Confederate Symbols and Things to Think About
Is it odd to anyone else that liberals are desperately trying to rid this nation of its history? What is their end game? For instance, we are all familiar with the push to eliminate Confederate symbols over the last several years (Ng, 2015). This included taking down a statue of a man who freed his slaves 20 years before he surrendered to the north (CBS/AP, 2017). It’s just weird to me.
This article is sure to ruffle some feathers, so let me start with some words from someone I admire on several different levels; Dr. Carol M. Swain, a professor of political science and law at Vanderbilt University (Swain, 2017). She says, “Since its founding in 1829, the Democratic Party has fought against every major civil rights initiative, and has a long history of discrimination. The Democratic Party defended slavery, started the Civil War, opposed Reconstruction, founded the Ku Klux Klan, imposed segregation, perpetrated lynchings, and fought against the civil rights acts of the 1950s and 1960s.“
That is pretty intense, but she goes on to say that “Johnson and the Democratic Party were unified in their opposition to the 13th Amendment, which abolished slavery; the 14th Amendment, which gave blacks citizenship; and the 15th Amendment, which gave blacks the vote. All three passed only because of universal Republican support. During the era of Reconstruction, federal troops stationed in the South helped secure rights for the newly freed slaves. Hundreds of black men were elected to southern state legislatures as Republicans, and 22 black Republicans served in the U.S. Congress by 1900. The Democrats did not elect a black man to Congress until 1935.“
Now, if that does not destroy some narratives, I do not know what will. Of course, the argument often turns to the perpetuating myth that the Republican and Democratic parties switched somewhere in the mid-1960s. This is simply not true. In fact, out of the 21 Democratic senators who opposed the 1964 Civil Rights act, only one segregationist switched parties, and that was Strom Thurmond (Charen, 2014). The rest remained in the Democratic party, their constituents continued to elect them as Democrats, and they would be replaced with Democrats.
Let’s just use a little logic on this one. Remember Martin Luther King Jr.? His “I Have a Dream” speech was an attempt to get the President to do something about Civil Rights. Well, the President at that time was a Democrat by the name of JFK. Have you ever given that any thought?
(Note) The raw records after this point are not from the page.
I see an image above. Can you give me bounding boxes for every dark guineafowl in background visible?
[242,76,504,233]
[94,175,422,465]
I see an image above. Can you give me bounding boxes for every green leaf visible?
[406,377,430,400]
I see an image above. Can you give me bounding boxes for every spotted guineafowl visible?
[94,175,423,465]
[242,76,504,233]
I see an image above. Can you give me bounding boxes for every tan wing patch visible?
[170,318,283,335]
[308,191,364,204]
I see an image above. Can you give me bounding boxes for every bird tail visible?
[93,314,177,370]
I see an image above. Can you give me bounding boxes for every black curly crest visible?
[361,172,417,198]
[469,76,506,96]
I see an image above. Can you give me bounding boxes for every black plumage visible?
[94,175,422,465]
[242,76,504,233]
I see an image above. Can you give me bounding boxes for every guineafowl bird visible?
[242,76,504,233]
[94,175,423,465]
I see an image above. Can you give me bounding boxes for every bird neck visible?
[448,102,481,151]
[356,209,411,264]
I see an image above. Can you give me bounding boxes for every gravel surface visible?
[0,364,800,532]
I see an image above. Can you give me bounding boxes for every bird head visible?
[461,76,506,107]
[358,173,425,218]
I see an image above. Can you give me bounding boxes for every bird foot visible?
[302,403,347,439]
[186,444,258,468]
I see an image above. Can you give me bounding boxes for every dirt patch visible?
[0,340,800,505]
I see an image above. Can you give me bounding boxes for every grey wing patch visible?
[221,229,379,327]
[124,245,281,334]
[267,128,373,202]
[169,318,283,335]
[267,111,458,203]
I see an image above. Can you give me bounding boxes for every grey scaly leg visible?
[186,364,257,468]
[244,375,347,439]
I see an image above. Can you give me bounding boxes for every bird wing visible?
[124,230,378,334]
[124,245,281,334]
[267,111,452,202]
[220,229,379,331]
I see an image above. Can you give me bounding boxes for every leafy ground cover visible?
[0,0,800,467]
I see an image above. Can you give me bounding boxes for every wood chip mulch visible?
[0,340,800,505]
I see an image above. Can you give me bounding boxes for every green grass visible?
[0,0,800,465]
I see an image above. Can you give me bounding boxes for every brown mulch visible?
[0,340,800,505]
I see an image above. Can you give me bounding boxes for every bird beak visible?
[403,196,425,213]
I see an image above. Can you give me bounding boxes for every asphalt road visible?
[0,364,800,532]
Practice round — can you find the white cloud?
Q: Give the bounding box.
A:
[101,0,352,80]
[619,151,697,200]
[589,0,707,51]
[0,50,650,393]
Now, some might point to a phone call placed by Kennedy to King’s wife while King was in jail or to some of Kennedy’s speeches as evidence that perhaps I am wrong about this. That is okay, but I would point to the fact that Kennedy voted against Eisenhower’s 1957 Civil Rights Act, that he signed no obvious civil rights legislation during his administration, and that through 1961 Kennedy did nothing to help or push forward the civil rights issue and even ignored the violence in Albany as evidence that I am right (Trueman, 2015).
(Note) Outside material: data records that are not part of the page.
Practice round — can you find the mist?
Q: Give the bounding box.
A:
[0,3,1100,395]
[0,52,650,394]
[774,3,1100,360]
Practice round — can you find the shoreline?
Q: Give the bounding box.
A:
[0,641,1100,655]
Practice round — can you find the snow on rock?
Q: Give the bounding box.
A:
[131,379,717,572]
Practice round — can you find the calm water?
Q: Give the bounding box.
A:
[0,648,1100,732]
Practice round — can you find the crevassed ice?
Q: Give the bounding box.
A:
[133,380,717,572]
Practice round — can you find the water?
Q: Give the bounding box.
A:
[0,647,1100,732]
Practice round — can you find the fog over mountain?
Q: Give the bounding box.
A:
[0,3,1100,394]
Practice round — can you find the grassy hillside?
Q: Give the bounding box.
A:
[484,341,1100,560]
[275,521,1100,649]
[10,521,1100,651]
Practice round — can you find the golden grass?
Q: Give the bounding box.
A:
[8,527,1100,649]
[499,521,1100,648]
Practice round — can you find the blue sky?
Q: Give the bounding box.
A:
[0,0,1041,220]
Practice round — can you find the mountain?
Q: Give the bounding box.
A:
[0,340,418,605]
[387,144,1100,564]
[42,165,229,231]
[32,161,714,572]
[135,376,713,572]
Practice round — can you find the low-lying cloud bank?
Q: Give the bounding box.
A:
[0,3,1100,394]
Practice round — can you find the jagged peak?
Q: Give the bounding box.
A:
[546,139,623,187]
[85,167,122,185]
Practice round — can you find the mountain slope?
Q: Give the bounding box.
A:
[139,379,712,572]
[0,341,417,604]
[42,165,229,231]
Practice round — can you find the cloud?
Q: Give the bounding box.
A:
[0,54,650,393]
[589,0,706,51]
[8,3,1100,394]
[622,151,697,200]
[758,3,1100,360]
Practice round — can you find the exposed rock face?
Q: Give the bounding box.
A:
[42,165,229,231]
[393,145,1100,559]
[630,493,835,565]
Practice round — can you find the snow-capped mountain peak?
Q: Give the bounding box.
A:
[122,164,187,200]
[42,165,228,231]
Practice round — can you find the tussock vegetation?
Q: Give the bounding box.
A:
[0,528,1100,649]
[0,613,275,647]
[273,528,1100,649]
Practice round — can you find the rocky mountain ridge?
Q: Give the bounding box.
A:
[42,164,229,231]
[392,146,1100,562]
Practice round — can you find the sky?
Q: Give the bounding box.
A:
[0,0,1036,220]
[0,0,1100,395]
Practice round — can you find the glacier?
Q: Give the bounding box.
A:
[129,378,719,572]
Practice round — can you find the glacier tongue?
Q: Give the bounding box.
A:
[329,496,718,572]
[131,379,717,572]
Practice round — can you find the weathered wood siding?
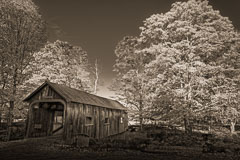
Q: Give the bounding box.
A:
[29,108,54,137]
[29,85,63,103]
[27,85,128,139]
[64,103,127,139]
[26,85,64,137]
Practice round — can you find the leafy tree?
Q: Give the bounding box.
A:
[139,0,239,132]
[0,0,46,139]
[114,0,239,131]
[26,40,91,90]
[113,37,152,128]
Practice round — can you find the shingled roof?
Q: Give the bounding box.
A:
[23,81,127,110]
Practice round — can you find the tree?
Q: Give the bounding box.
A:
[139,0,239,132]
[113,37,152,128]
[26,40,91,91]
[0,0,46,139]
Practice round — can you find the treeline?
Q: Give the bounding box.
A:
[114,0,240,132]
[0,0,99,139]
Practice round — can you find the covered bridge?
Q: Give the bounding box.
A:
[24,81,128,139]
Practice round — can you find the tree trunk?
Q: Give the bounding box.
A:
[230,121,236,134]
[183,116,192,134]
[139,113,143,131]
[7,100,14,141]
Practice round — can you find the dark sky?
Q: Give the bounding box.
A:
[34,0,240,96]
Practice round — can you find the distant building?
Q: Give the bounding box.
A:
[24,81,128,139]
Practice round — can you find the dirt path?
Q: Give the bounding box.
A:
[0,138,239,160]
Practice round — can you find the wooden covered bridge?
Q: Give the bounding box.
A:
[24,81,128,139]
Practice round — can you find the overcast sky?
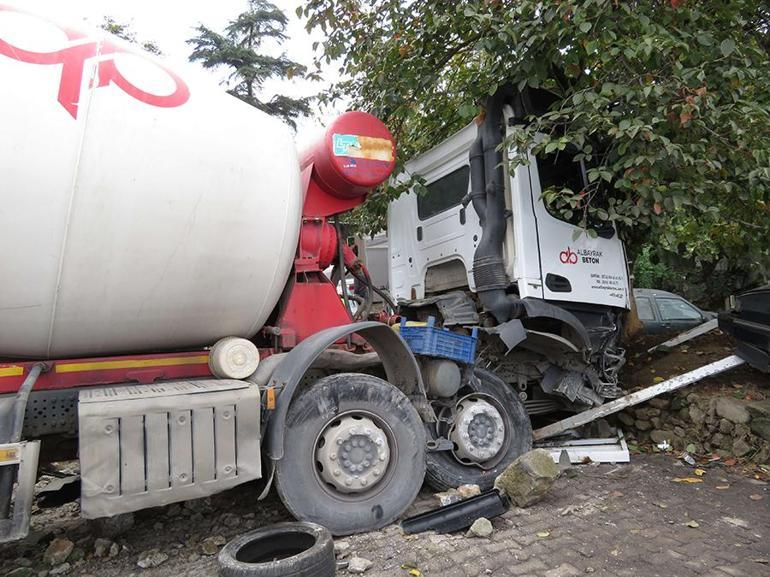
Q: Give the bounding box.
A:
[23,0,342,147]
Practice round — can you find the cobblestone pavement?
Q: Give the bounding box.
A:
[0,455,770,577]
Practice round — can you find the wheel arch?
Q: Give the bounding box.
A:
[264,321,430,461]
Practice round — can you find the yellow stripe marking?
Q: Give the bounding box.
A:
[0,447,19,464]
[0,366,24,377]
[56,355,209,373]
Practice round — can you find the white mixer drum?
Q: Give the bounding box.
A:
[0,5,303,358]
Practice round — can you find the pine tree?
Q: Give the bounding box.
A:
[100,16,163,56]
[187,0,310,128]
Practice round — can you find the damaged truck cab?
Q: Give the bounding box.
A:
[388,89,631,428]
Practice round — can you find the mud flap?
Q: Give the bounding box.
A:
[78,379,261,518]
[0,441,40,543]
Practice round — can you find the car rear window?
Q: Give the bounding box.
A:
[635,297,655,321]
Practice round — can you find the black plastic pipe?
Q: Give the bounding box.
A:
[471,88,524,323]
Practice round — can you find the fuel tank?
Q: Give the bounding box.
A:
[0,0,303,358]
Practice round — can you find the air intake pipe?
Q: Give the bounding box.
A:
[470,88,524,323]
As for King’s speech in March of 1963, it should also be known that JFK initially opposed it because he believed that any march during his presidency would not only push Congress to do something but it would also publically demonstrate that the leaders of the civil rights movement were critical of him. So JFK endorsed the March instead, and King went along with it. Just remember its purpose. Even Malcolm X criticized King’s decision to allow this because he thought that Kennedy was attempting to do something shady (Trueman, 2015).
Do not try to pretend that this is ancient history. To this day, the Democrats are (clearly) consumed with race, and I would say they are as racist as ever. Many just don’t know it. Here’s a great example…
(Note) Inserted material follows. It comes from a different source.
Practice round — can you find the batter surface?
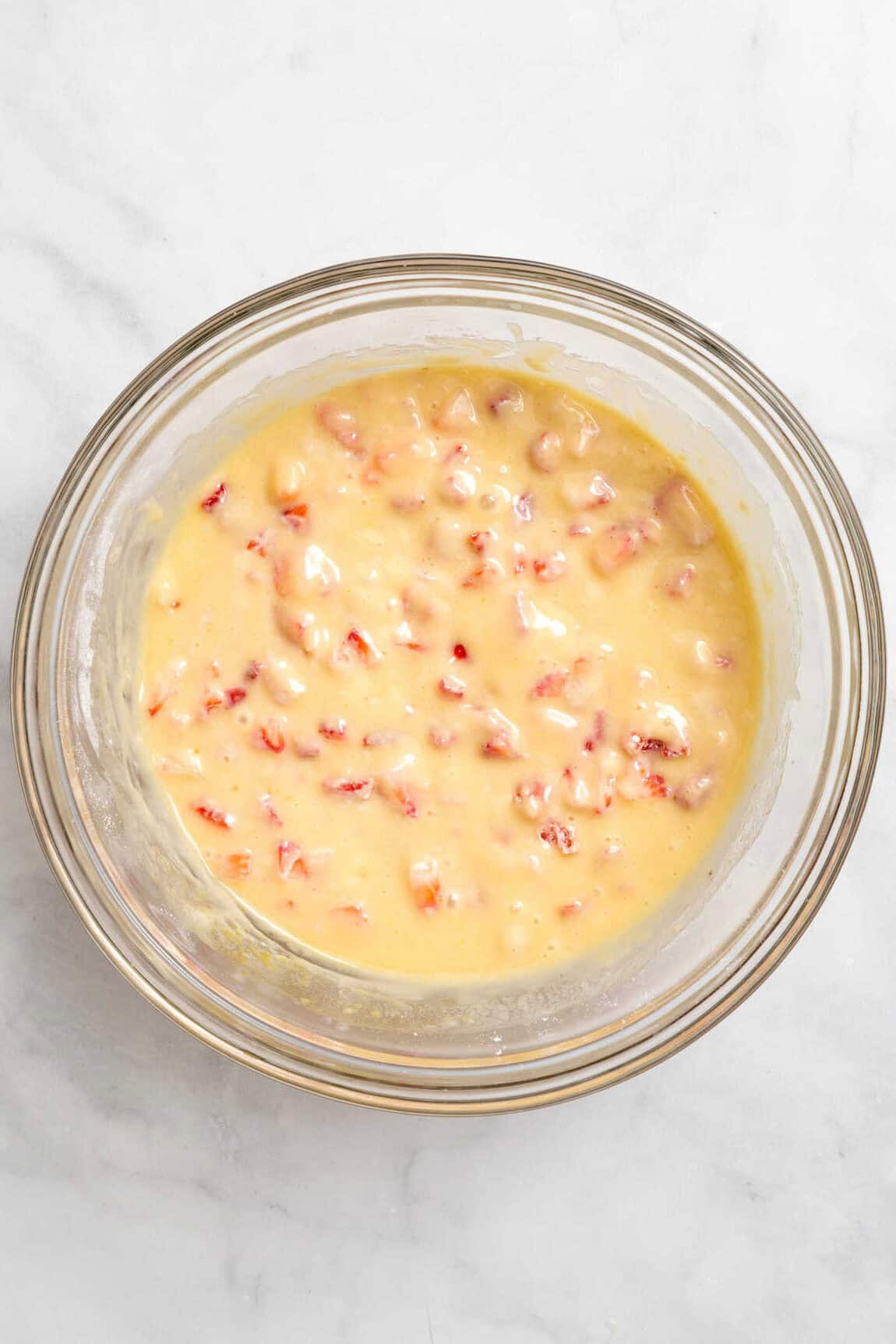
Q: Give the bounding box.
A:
[139,364,760,975]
Of course, even the great Hillary Clinton has been caught joking about “Colored people’s time” or Mahatma Gandhi owning a gas station (Tesfaye, 2016)(AP, 2004). That is absolutely terrible, and that is just a couple of examples out of hundreds that I can think of. It is sad that more people cannot see the truth for what it is. Or maybe it is that so many simply refuse to see it.
Unfortunately, perception is often reality. Of course, this also means that if someone can alter your perception before you have had a chance to truly examine, then that perception has a strong chance of becoming your reality. That is kind of scary when you think about it, yet that is exactly why I continually tell anyone that will listen that they should always question EVERYTHING! This article will be no different.
I am going to use several different – seemingly unrelated – ideas to express a very specific point in the end. What I ask from you is that you keep an open mind and give me the benefit of the doubt. Keep what I have already provided in the back of your mind as we move forward. Remember, we are defeating a contorted narrative.
What if you woke up tomorrow and the news suggested that, as a nation, we must now classify all Native Americans as mass murdering racists that hate Jews? Then you look outside and see protests against the 45th Infantry Division of the United States military because of their racist roots. Would you go along with the perception, or would you question it and do some research?
I ask this question because if we have learned anything from recent events; if we are to believe what the media tells us; then it is evidently the symbols, not the actions or actual history of those symbols, that really matter. Of course, that is what they want you to believe. Let me explain.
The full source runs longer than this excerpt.